We often hear the arguments about whether or not abortions should be allowed based on conception after rape or incest. This makes me think of people who comment on tattoo’s. Often you hear the opinion “as long as it is meaningful”. Meaningful to who? This same logic or lack thereof can be applied to the pro-choice argument. It doesn’t matter if you think a woman has a good reason for an abortion. She has her private reasons. Her circumstances and her thoughts and her views and her decisions are just that. Hers. Not yours. Using your own religious views to control people is wrong. Pretty sure one of my Sunday school lessons was “Let him without sin cast the first stone.” Having opinions is fine. The problem is when we judge others based on our own opinions. I grew up a lot that day as all of the thoughts tumbled through my head. As Hillary schooled me. Thirty eight years old and she threw on the switch. Made me think.

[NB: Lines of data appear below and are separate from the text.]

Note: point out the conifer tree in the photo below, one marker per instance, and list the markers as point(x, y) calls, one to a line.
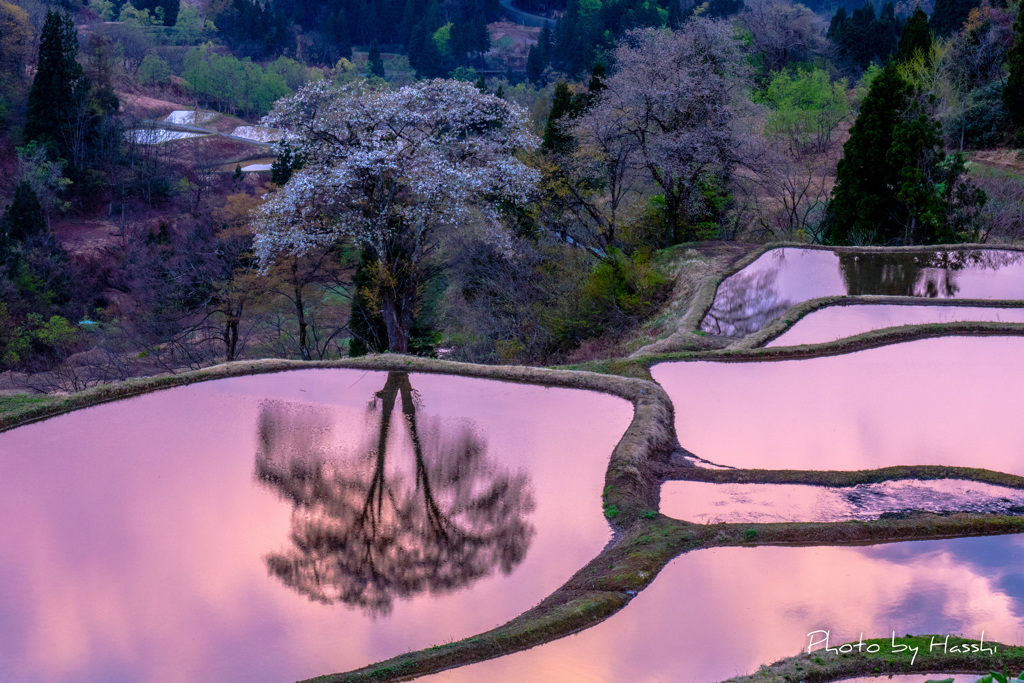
point(22, 219)
point(51, 98)
point(895, 184)
point(862, 202)
point(1013, 93)
point(375, 65)
point(916, 37)
point(554, 138)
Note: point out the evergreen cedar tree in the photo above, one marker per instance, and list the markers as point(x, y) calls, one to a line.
point(894, 184)
point(916, 37)
point(864, 37)
point(169, 7)
point(51, 98)
point(375, 65)
point(1013, 93)
point(565, 105)
point(22, 219)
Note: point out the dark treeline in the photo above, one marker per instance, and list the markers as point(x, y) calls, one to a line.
point(436, 37)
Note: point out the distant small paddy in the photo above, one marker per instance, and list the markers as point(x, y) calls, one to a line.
point(281, 526)
point(750, 299)
point(839, 322)
point(953, 400)
point(713, 614)
point(158, 135)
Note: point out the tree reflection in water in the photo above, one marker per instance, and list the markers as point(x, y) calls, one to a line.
point(922, 274)
point(367, 529)
point(747, 301)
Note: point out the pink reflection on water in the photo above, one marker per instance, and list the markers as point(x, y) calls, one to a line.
point(750, 299)
point(740, 503)
point(712, 614)
point(937, 401)
point(134, 537)
point(838, 322)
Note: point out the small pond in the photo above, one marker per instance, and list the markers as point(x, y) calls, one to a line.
point(713, 614)
point(839, 322)
point(781, 278)
point(281, 526)
point(953, 400)
point(739, 503)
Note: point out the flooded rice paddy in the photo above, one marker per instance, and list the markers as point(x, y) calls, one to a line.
point(750, 299)
point(713, 614)
point(281, 526)
point(952, 401)
point(839, 322)
point(734, 503)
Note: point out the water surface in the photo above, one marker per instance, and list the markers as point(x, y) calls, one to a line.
point(713, 614)
point(752, 298)
point(839, 322)
point(280, 526)
point(738, 503)
point(952, 400)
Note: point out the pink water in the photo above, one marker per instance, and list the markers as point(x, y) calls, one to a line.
point(750, 299)
point(713, 614)
point(135, 536)
point(939, 401)
point(743, 503)
point(839, 322)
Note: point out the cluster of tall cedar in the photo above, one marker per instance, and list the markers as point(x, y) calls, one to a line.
point(65, 110)
point(1013, 93)
point(895, 183)
point(436, 42)
point(589, 29)
point(864, 36)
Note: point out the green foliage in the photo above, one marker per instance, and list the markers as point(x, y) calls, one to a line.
point(154, 70)
point(916, 37)
point(54, 87)
point(140, 18)
point(863, 37)
point(561, 107)
point(103, 8)
point(895, 184)
point(375, 66)
point(15, 36)
point(22, 219)
point(239, 84)
point(948, 15)
point(190, 28)
point(806, 107)
point(1013, 94)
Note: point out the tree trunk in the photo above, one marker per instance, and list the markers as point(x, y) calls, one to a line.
point(394, 319)
point(299, 309)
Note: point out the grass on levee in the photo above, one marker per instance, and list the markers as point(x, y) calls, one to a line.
point(14, 402)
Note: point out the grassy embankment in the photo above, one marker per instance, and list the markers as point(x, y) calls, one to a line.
point(644, 541)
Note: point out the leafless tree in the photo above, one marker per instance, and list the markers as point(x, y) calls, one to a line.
point(783, 32)
point(674, 96)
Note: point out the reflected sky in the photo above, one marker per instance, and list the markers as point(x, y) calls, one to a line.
point(839, 322)
point(750, 299)
point(935, 401)
point(712, 614)
point(739, 503)
point(136, 536)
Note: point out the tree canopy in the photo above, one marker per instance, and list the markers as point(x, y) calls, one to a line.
point(394, 170)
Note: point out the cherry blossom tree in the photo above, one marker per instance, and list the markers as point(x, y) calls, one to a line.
point(393, 171)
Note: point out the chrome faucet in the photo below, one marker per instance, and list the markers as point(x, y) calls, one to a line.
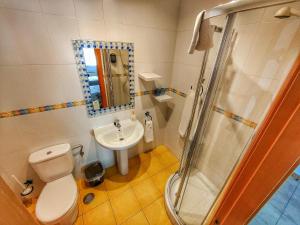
point(117, 124)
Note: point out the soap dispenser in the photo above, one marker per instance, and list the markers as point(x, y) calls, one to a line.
point(133, 116)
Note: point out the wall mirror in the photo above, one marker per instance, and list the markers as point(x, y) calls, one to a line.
point(107, 74)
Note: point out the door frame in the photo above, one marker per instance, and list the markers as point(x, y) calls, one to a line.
point(271, 157)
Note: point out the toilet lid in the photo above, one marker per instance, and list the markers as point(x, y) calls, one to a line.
point(56, 198)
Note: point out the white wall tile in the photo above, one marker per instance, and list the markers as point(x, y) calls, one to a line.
point(61, 31)
point(147, 40)
point(26, 39)
point(89, 9)
point(31, 5)
point(58, 7)
point(32, 85)
point(92, 29)
point(38, 62)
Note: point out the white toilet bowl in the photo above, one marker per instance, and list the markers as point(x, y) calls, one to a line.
point(57, 203)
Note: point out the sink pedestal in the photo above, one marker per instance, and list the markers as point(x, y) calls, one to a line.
point(122, 160)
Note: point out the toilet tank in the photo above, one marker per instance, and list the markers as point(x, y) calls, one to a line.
point(53, 162)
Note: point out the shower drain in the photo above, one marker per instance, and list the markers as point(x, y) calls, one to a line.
point(88, 198)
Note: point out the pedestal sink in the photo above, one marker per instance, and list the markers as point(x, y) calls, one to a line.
point(120, 140)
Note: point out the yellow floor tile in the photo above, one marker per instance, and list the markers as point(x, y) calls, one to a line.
point(79, 221)
point(137, 174)
point(167, 159)
point(172, 169)
point(101, 215)
point(152, 166)
point(81, 184)
point(146, 192)
point(156, 213)
point(144, 156)
point(160, 180)
point(100, 197)
point(138, 219)
point(160, 150)
point(134, 162)
point(111, 171)
point(30, 205)
point(116, 185)
point(80, 206)
point(125, 205)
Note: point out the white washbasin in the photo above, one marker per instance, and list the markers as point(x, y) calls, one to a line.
point(108, 136)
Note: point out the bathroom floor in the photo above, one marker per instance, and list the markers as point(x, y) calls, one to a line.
point(134, 199)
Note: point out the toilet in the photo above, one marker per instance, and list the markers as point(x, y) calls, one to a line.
point(57, 203)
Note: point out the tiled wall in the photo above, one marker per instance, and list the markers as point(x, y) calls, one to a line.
point(262, 54)
point(37, 68)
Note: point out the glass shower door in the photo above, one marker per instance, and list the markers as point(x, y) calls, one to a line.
point(261, 51)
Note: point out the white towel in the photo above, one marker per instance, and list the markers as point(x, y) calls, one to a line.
point(148, 135)
point(186, 113)
point(202, 38)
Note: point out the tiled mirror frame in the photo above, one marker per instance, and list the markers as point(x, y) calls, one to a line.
point(78, 46)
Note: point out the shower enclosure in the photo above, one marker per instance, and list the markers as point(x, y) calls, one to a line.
point(253, 51)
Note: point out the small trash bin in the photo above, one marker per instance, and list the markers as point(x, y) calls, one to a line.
point(94, 174)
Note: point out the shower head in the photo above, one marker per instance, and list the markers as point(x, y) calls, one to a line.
point(286, 12)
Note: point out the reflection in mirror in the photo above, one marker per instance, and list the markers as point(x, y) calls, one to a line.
point(107, 71)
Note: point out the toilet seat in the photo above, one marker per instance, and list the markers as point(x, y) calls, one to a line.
point(56, 199)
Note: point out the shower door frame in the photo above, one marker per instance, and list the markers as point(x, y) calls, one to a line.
point(244, 194)
point(185, 169)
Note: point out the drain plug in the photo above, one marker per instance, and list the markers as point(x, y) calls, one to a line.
point(88, 198)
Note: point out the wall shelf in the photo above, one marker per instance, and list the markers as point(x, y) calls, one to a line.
point(149, 76)
point(163, 98)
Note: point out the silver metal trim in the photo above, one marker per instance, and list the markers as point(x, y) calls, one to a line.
point(242, 5)
point(175, 219)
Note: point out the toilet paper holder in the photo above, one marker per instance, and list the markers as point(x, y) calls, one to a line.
point(148, 117)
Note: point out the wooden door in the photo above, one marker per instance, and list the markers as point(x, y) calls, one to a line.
point(272, 156)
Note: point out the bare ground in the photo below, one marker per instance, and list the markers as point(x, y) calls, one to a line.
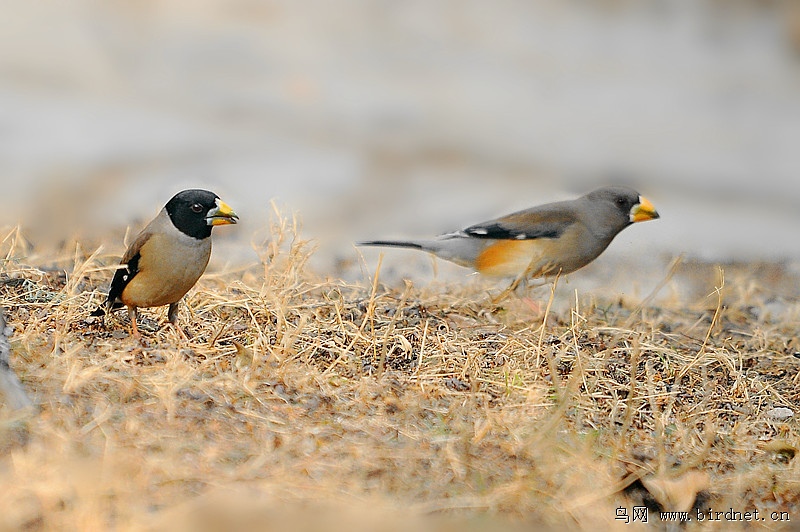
point(307, 403)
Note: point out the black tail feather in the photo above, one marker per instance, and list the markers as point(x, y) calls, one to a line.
point(391, 244)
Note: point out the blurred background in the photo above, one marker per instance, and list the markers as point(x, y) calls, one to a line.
point(380, 119)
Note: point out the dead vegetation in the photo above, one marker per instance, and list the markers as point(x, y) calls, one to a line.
point(314, 402)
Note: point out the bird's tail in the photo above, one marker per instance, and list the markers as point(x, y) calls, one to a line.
point(395, 244)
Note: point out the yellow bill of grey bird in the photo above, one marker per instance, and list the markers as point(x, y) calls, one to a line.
point(168, 256)
point(543, 241)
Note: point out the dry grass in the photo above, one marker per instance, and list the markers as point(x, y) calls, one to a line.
point(316, 403)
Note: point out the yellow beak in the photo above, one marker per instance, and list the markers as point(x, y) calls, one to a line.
point(222, 215)
point(643, 211)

My son Ethan was born 4 weeks early. He was hydrocephalic and his head was getting bigger ad bigger. It became unsafe for me to risk delivering him naturally. I was retaining water and my blood pressure was high. I was induced at 36 weeks. My Pastor was there waiting with my children and he was brought in as soon as Ethan was born in order to baptize him. Ethan died soon after in my arms. My children never saw their brother alive. He died peacefully and I am thankful for that. We knew he would struggle to breathe and we were afraid of what would transpire that day. In the end I guess you could say I had a late term abortion. Or some would say I had an early induction. Or perhaps I gave birth to my son and he died. Semantics really. Through it all the medical community was kind and caring and having my children hold and kiss their brother was an important part of our journey. Leaving the hospital empty handed was hard but in the end that little guy taught all of us so much.
Life throws us curveballs and sometimes we are forced to make decisions that others don’t understand. Hillary didn’t change my views or influence my choices. She gave me a much greater gift. She helped me become a kinder and gentler person. She taught me to chose my words carefully. Because what I say just might not convey what I truly mean. I am grateful. I am pro-choice!